Lukashenka “boasted” that on the anniversary of the invasion he had a long talk with Putin “about various things”
Self-proclaimed President of Belarus Alexander Lukashenko said he had a telephone conversation with Kremlin dictator Vladimir Putin on the anniversary of the start of Russia's full-scale invasion of Ukraine. According to him, the conversation was long.
This was stated by Lukashenka himself, quoted by the propaganda media, Channel 24 reports . Interestingly, the press services of both dictators did not officially report their conversation.
Lukashenka says they talked about “different things”
Alexander Lukashenko says that on the anniversary of the full-scale invasion, he and Vladimir Putin had a long talk “about different things.” Probably, to think about why it was not possible to capture Kiev in 3 days, they considered how many times the war plans changed in order to say every time that everything was according to plan and, probably, they represented future responsibility for what they had done.

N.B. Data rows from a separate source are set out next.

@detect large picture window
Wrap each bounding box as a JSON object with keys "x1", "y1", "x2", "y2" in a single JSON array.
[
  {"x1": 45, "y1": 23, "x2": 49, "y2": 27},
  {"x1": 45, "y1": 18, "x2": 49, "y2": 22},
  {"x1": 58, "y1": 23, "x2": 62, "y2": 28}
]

I'll tell you a secret, last night we talked with him (Putin – Channel 24) for a long time on various topics. Listen, God forbid that we have a relationship so that it will always be like this,” Lukashenka says.
I would like to believe that the Belarusian dictator will speak the same way at the tribunal.
The role of Belarus in the early days of the Russian invasion
On February 24, 2022, Russian troops launched an offensive from the territory of Belarus – because of the Chernobyl exclusion zone to Kyiv. The invaders managed to occupy part of the region, including Irpen, Bucha, Gostomel, Borodianka, Dymer, Makarov, and approached the capital from the north-western side, but the Ukrainian soldiers stopped the hostile offensive and defeated the invaders during the battle for Moshchun near Kiev.
In early April, the territory of the Kiev region, as well as the Chernihiv and Sumy regions, were liberated from the invaders. However, from the territory of Belarus, enemy troops launched many missile attacks, including massive ones.
The Lukashenka regime strongly supports the war in Ukraine, but the dictator himself is trying to avoid direct involvement. On the eve of the anniversary of the invasion, he issued a statement that allegedly “some generals” and, in his words, “on their knees” begged “to stop the war.” After that, he called the President of Ukraine Volodymyr Zelensky and persuaded him to send a delegation for the first “peace talks”. Mikhail Podolyak, adviser to the head of the President's Office, reacted rather sharply to these words, who intrigued Lukashenka with compromising information.